Kedatangan dua anggota Kongres wanita Muslim AS telah menyebabkan pukulan politik yang parah ke Zionis Israel. Dalam hal ini, Ilham Omar dan Rashida Tlaib, dua kandidat Demokrat, juga terlibat kampanye "Boikot Israel" di dalam partai dengan dukungan gerakan BDS. Bahkan baru-baru ini mereka menyiapkan rencana untuk memberikan hak berpartisipasi dalam kampaye "Boikot Israel" kepada warga Amerika Serikat.

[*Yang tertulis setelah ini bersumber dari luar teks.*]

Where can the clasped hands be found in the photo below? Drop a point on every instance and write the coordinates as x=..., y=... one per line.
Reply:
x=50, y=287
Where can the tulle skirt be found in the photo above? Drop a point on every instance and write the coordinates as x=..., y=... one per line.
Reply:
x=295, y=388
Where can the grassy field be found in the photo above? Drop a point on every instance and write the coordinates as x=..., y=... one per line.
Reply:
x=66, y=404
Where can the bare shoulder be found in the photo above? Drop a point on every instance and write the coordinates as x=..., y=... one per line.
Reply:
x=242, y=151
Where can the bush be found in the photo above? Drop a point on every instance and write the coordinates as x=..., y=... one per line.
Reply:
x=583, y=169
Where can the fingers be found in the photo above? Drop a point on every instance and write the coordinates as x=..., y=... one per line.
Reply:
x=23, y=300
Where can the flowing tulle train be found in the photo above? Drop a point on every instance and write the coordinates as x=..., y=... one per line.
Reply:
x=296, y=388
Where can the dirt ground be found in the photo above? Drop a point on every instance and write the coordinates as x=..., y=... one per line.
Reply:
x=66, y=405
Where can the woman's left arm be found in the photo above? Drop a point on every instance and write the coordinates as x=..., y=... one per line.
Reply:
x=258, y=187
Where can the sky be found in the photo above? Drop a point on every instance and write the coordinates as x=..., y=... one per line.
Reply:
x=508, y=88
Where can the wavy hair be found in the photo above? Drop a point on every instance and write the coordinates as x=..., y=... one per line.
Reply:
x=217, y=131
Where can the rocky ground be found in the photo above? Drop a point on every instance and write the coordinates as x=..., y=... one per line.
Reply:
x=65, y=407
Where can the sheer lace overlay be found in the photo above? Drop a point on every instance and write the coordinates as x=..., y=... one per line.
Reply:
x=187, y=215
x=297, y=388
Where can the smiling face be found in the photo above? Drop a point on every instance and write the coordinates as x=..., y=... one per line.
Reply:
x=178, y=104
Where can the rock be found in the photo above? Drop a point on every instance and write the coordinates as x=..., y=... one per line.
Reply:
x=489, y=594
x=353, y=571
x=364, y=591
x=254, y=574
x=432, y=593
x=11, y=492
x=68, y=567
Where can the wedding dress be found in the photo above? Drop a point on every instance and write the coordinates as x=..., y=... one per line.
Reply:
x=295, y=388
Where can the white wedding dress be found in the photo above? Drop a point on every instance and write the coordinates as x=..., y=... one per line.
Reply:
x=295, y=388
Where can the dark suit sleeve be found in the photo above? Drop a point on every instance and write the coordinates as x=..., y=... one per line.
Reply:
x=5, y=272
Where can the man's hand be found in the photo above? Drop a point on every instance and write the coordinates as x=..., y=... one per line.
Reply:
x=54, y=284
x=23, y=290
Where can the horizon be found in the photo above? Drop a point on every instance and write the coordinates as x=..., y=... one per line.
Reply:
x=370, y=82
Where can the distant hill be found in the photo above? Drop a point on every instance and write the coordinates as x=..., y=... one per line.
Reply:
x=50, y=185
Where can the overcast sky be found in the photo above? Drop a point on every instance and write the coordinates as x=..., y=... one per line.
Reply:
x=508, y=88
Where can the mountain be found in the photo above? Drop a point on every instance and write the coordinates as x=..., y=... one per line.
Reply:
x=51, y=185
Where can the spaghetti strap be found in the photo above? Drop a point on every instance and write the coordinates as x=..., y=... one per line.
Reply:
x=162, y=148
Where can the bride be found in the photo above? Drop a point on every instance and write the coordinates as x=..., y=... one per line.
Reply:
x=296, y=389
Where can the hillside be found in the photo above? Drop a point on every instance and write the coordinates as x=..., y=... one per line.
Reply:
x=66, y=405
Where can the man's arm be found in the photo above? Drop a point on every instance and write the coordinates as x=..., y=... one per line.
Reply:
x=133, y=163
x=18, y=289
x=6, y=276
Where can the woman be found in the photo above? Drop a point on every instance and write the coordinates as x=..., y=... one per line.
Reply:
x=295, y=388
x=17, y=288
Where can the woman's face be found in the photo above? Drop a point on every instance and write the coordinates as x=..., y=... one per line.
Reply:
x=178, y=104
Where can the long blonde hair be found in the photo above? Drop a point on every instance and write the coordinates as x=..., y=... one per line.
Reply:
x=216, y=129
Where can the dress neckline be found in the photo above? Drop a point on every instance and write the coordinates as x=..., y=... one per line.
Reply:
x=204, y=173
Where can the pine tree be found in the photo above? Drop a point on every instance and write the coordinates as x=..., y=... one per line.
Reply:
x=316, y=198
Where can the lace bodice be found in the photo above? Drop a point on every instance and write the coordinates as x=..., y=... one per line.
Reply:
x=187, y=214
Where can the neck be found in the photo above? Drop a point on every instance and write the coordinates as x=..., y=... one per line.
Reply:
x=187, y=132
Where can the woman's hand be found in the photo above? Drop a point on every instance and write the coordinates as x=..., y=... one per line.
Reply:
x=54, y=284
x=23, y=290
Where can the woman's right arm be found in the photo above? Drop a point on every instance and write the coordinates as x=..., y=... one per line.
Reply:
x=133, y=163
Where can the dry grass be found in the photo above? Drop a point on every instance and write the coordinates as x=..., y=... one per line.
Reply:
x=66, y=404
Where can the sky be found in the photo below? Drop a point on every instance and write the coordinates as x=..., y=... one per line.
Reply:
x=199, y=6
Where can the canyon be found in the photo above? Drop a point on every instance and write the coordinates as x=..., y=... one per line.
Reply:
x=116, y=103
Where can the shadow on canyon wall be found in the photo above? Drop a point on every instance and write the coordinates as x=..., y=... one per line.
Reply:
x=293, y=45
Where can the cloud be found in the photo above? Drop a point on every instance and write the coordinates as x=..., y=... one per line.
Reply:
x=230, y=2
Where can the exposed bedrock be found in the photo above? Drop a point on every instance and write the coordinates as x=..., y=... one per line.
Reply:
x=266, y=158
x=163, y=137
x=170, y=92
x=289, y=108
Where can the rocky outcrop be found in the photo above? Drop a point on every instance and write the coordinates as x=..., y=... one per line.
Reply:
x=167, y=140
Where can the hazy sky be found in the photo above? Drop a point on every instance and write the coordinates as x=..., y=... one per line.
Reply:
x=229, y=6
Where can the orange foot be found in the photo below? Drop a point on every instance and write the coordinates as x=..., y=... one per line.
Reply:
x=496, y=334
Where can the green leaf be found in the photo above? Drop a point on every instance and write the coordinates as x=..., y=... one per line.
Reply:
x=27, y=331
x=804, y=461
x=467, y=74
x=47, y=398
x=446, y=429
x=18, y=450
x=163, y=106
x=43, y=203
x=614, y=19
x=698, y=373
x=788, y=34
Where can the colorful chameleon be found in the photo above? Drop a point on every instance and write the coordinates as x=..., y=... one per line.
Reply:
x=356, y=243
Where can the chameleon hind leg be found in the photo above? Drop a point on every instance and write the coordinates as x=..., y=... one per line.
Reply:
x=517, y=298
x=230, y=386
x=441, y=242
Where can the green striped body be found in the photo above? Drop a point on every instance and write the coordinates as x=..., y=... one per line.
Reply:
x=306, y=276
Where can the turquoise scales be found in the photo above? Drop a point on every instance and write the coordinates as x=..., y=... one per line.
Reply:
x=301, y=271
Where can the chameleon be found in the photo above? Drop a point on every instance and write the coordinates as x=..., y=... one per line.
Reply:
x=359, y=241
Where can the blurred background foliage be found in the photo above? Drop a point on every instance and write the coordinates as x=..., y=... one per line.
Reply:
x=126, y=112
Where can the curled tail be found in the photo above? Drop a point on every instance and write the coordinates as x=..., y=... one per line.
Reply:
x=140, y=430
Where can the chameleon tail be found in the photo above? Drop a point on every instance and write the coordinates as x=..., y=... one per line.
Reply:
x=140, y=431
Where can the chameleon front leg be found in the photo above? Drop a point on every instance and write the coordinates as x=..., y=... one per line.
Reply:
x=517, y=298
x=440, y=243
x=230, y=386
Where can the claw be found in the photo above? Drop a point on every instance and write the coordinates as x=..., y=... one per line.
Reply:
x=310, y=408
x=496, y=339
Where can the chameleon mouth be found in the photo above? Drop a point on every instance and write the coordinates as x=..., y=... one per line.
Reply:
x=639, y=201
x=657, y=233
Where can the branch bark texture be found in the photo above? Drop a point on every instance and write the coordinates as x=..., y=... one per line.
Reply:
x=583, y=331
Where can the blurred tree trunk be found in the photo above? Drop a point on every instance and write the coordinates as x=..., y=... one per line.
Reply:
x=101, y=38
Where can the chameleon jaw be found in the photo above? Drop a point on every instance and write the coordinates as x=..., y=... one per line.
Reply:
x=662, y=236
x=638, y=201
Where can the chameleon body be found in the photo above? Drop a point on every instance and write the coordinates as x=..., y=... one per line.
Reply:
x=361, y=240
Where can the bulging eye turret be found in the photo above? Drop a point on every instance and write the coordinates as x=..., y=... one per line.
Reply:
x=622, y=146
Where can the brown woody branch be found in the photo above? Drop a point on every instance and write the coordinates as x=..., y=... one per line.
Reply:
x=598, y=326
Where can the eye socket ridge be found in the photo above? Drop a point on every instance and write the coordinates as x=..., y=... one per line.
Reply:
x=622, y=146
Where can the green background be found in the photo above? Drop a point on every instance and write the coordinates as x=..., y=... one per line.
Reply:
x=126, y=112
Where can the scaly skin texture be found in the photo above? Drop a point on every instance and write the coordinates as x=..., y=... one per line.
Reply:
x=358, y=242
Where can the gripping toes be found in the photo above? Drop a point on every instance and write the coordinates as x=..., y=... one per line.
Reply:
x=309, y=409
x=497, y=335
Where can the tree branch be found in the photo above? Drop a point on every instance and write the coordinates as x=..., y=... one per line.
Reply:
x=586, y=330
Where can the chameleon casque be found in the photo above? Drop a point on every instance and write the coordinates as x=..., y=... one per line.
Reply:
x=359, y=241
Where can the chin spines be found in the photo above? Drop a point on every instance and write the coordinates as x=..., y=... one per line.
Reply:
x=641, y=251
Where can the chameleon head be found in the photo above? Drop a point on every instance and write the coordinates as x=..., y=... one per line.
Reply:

Rezim Zionis Israel menilai kebijakan ini dan langkah-langkah yang dilakukan dua wakil muslim di Kongres Amerika Serikat sebagai "Anti Semitisme", padahal langkah-langkah ini, sebenarnya penentangan dua anggota Kongres terhadap kejahatan dan pendekatan rasisme rezim Zionis Israel.
Hizbullah Memperingati 13 Tahun Perang 33 Hari
Sayid Hasan Nasrullah, Sekjen Hizbullah Lebanon hari Jumat, 16 Agustus, menyampaikan pidato di peringatan ke-13 kemenangan di Perang 33 Hari. Sekjen Hizbullah selain menekankan bahwa setelah Perang 33 Hari, keamanan di selatan Lebanon semakin kuat, juga mengatakan, "Perang 33 Hari merupakan kelanjutan serangan Amerika Serikat ke Afghanistan dan Irak dan penyempurna lingkaran perang-perang ini, dimana rencana tidak hanya terbatas pada geografi Lebanon. Perang ini diharapan dapat menghancurkan Hizbullah dan menghapus Muqawama dari Lebanon, Irak dan begitu juga melengserkan pemerintah Suriah lalu diakhiri dengan memblokade Iran.
Sekalipun demikian, Sayid Hasan Nasrullah menekankan bahwa 13 tahun telah berlalu dari Perang 33 Hari, sementara Iran berhasil menjatuhkan drone mata-mata Amerika Serikat dan menghentikan kapal tanker Inggris. Apa yang dilakukan Iran itu kembali membuktikan bahwa Iran memiliki keberanian untuk melakukan itu. Sayid Hasan Nasrullah menyebut sikap Amerika Serikat yang enggan mengumumkan perang melawan Iran merupakan sebuah satu keberhasilan dan kemenangan. Menurut Sekjen Hizbullah, "Ini membuktikan bahwa Donald Trump, Presiden Amerika Serikat memahami dengan baik kekuatan militer Iran."
Sekjen Hizbullah Lebanon menjelaskan bahwa rezim Zionis Israel, Arab Saudi, Uni Emirat Arab dan sejumlah negara Arab lainnya di Teluk Persia ingin agar terjadi perang di Teluk Persia. Sayid Hasan Nasrullah menjelaskan, "Hizbullah menginginkan dihentikannya perang di Yaman dan Suriah serta mempertahankan stabilitas di Lebanon dan Irak.